Nature's Delicate Balancing Act

In ecosystems around the world, changing seasons act as nature’s calendar, prompting animals to breed, flowers to bloom and insects to pollinate crops, along with many more time-sensitive events that are crucial to functioning ecosystems.

Sandhill crane mother and two chicks in Lakeland, Florida.

Sandhill crane mother and two chicks in Lakeland, Florida. Sandhill cranes must finish raising their chicks by the end of spring in time to migrate north every summer. Credit: Jeremy Cohen, PhD

The study of these seasonal activities is called phenology. As climate change alters seasonal temperature and precipitation patterns related to these seasonal activities, species interactions – like crop-pollinator, host-parasite and predator-prey interactions – can become mismatched.

For example, if insect populations rise and plants bloom at different times, then insects might not have enough food and plants might not be pollinated, compromising food production for humans. Thus, phenological mismatches driven by climate change can threaten the role that species interactions play in maintaining functioning and healthy systems.

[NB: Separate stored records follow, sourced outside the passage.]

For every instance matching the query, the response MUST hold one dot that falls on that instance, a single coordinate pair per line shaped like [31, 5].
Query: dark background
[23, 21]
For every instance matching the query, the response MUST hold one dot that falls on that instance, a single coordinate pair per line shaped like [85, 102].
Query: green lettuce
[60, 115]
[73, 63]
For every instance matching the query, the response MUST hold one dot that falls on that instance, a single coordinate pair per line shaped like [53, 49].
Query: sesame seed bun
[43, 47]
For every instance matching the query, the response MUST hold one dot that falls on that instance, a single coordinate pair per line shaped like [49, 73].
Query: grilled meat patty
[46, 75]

Researchers at the University of South Florida have offered a deeper understanding of climate change effects on animal phenology in their study, "A global synthesis of animal phenological responses to climate change," published this week in Nature Climate Change. 

By examining more than a thousand records of these phenological shifts dating back to the 1950s, the study revealed that various taxa, like insects, birds, amphibians and mammals, are shifting their seasonal activities at different rates in response to a changing climate.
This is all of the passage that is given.